Because such policies don’t just happen by osmosis, Wiseman spends a lot of time filming meetings, especially with the NYPL’s deeply engaged and personable president Anthony W. Marx and the omnipresent Chief Library Officer Mary Lee Kennedy. The directors’ fans know, if you get easily bored sitting in on meetings, his documentaries aren’t for you. Major topics discussed are the push for increased internet access across the city; digitization; the availability of eBooks; and how best to use municipal funds in a way that reflects the NYPL’s mission of serving the greatest number of residents.
Wiseman’s delight in the Library’s outreach means he neglects the research branch: We never see the off-limits stacks or the pages who bring the books, and never glimpse inside the Rose Reading Room or the Bill Blass Catalog Room, two of the grandest public spaces in the United States.
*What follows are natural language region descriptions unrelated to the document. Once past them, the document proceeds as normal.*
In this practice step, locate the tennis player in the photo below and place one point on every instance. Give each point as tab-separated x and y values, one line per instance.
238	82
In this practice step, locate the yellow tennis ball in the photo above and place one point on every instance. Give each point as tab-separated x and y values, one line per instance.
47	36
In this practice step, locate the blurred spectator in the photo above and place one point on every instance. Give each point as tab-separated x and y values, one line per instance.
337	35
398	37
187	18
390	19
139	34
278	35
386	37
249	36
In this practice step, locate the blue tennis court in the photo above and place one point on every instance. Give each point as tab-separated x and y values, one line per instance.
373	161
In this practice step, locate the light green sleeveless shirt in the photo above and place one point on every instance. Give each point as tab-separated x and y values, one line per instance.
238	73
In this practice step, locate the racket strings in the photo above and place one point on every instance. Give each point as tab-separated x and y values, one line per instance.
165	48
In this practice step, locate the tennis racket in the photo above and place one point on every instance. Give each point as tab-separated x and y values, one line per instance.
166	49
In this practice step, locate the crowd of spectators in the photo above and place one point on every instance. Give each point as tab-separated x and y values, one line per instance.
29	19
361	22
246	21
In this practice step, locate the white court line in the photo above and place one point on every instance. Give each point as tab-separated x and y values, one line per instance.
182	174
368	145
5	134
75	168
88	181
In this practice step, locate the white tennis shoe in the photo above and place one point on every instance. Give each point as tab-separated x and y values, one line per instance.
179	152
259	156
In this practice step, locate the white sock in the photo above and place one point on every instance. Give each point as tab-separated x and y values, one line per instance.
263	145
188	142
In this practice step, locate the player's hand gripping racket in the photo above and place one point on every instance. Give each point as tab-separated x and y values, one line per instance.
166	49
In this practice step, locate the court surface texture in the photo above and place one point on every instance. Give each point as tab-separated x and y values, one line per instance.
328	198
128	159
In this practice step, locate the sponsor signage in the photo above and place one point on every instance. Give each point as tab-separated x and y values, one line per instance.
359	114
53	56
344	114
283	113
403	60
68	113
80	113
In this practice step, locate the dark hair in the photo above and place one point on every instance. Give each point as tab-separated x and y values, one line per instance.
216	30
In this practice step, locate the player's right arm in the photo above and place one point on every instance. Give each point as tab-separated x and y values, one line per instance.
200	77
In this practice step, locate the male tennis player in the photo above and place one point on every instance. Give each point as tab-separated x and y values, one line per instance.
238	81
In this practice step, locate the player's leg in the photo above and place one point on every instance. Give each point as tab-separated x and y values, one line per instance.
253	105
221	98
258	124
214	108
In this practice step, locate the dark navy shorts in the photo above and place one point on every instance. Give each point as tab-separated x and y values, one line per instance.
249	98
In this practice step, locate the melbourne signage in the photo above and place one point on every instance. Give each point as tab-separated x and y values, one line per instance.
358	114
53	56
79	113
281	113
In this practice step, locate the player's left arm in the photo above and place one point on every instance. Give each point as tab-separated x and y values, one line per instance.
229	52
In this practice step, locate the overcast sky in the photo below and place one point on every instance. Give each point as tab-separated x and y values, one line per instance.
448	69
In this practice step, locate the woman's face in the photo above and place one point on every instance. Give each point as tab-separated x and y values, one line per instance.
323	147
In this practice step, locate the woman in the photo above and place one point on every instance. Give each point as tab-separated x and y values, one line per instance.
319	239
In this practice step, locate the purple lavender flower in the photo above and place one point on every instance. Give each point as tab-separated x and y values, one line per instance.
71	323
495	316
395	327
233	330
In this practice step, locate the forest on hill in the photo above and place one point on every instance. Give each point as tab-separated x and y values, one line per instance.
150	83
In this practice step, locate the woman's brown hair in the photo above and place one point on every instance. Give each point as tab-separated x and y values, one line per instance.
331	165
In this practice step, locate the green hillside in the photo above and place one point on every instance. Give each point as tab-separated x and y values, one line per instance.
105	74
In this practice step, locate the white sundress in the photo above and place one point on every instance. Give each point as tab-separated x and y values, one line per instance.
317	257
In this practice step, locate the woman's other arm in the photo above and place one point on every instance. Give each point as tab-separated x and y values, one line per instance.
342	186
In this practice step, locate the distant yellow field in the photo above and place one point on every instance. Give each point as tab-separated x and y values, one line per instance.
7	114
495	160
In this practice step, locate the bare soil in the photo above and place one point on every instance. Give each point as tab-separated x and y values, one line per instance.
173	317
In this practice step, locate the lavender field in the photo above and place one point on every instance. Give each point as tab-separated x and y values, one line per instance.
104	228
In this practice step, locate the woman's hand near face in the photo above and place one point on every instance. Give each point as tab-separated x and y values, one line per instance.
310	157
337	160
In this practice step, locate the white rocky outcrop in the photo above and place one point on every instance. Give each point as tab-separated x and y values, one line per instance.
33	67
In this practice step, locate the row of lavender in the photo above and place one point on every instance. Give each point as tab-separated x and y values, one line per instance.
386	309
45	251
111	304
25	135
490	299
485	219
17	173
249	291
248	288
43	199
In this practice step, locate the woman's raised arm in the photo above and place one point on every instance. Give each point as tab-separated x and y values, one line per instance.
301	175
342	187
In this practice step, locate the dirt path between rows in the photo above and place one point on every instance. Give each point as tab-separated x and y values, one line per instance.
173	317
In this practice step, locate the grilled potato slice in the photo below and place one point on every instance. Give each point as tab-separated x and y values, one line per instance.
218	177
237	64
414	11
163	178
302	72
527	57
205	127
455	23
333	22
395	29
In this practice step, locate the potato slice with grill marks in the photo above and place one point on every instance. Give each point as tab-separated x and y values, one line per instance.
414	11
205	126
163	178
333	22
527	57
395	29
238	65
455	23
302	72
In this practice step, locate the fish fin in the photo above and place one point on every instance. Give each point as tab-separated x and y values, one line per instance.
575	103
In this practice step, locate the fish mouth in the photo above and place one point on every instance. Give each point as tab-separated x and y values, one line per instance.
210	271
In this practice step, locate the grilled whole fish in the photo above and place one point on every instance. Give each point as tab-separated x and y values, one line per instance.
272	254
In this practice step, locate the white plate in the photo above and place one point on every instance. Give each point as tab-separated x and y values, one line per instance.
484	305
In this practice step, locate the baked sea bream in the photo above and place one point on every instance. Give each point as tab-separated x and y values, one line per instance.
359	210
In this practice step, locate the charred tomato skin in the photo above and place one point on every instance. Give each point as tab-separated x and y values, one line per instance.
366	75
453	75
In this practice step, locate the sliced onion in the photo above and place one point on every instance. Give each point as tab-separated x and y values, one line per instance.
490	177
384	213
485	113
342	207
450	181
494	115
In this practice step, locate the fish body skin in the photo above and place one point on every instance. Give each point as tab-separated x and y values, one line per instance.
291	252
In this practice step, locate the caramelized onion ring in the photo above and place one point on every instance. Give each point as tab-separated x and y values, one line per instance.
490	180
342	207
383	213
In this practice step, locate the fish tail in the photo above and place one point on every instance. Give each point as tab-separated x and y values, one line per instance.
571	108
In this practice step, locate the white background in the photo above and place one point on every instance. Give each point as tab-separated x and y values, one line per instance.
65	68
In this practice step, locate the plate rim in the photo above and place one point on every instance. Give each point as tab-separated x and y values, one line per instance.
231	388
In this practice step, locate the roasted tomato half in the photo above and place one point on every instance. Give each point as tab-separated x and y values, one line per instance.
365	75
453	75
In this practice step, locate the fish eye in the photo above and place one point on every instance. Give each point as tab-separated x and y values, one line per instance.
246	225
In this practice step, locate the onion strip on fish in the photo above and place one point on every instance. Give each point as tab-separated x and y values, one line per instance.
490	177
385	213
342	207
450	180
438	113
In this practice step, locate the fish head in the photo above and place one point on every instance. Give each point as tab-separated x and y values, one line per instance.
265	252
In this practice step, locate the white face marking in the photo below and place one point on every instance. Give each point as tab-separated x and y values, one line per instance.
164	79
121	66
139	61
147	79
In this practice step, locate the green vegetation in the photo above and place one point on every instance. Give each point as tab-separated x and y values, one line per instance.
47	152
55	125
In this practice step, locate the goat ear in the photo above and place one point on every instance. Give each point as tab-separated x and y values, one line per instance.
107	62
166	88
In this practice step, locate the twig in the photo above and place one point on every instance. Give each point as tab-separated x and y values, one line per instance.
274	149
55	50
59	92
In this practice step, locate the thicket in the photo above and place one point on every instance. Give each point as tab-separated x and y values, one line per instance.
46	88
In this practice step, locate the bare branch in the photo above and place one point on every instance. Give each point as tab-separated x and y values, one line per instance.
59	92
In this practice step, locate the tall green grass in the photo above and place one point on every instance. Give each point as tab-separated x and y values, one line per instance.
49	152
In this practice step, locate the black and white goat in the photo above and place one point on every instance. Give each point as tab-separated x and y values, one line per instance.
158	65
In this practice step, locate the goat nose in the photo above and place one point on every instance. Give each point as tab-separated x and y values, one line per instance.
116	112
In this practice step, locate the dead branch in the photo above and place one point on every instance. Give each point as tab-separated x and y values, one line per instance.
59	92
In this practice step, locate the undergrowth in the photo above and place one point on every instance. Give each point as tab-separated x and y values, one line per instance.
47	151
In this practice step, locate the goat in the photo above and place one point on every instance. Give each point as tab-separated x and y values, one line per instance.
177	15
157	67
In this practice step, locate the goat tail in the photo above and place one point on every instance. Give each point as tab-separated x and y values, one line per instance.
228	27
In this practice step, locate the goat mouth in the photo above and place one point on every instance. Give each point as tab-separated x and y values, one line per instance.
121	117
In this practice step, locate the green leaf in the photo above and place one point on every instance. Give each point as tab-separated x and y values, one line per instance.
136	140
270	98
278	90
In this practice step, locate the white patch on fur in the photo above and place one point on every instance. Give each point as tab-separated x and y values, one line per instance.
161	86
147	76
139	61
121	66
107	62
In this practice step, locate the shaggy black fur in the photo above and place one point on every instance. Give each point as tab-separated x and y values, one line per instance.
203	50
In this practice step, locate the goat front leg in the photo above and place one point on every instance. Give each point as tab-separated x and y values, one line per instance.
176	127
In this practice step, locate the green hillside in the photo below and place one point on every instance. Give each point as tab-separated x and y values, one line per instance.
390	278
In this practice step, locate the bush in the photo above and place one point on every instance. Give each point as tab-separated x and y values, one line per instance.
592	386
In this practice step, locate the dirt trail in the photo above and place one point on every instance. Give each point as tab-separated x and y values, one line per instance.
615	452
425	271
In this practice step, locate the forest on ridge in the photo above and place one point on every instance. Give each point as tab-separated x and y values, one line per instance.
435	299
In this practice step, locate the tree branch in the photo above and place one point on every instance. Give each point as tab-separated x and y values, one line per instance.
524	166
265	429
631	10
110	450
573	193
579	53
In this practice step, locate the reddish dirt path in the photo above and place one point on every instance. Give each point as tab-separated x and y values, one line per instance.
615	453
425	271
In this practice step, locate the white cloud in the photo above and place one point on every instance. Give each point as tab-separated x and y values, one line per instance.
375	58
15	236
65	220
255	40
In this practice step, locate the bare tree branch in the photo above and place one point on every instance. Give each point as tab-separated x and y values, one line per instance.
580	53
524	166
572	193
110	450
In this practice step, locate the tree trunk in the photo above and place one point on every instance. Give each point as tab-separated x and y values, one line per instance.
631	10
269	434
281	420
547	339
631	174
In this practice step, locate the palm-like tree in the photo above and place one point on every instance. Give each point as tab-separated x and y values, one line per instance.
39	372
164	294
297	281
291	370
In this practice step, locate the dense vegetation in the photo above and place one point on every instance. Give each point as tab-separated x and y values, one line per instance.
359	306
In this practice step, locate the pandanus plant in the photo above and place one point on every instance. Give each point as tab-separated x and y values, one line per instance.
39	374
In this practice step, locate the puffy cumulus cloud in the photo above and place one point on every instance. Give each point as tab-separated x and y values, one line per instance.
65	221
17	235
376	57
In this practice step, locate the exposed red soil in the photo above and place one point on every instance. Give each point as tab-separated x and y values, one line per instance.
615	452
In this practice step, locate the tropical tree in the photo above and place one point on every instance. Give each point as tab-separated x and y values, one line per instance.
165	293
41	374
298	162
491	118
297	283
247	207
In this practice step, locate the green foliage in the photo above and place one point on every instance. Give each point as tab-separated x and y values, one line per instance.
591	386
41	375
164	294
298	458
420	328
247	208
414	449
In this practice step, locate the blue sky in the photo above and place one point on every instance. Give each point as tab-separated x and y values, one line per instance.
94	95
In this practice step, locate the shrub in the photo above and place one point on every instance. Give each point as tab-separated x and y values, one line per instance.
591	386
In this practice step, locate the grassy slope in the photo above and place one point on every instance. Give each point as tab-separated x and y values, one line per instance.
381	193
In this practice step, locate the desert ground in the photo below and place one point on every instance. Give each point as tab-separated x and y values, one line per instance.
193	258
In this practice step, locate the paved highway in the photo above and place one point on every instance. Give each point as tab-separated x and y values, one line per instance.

The Berg Collection of Manuscripts gets a peek inside, but one suspects the filmmaker is so concerned the institution may feel elitist that he neglects a vital aspect of its mission — not so president Marx, who in a meeting expresses concern that the research branch tends to be forgotten in the rush to ensure eBooks of the latest bestsellers are available to all.
What the film does do is situate the libraries within their communities via establishing shots of the streets around them, bustling with cars, people and noise. People sunbathe in Bryant Park, just behind the Main Branch, congregate in lecture halls and pick up library modems they can bring home with them. Their interactions — with the staff, with each other — make the film vibrant.
For all of Wiseman’s love of institutions, he’s always maintained an emphasis on the human face of these places, and in the case of the NYPL, their diversity acts as a silent, pointed commentary on the country’s current divisions. In fact, as much as “Ex Libris” is a hymn to the NYPL, it’s also very much a love letter to the multi-ethnic, relatively integrated makeup of New York City.
All of Wiseman’s trademark stylistic traits are here, meaning a non-interventionist camera, no identifications and excellent sound. Could some of those meetings have been trimmed? Sure, but who’s going to deny the master his indulgences when the overall impression is so satisfying?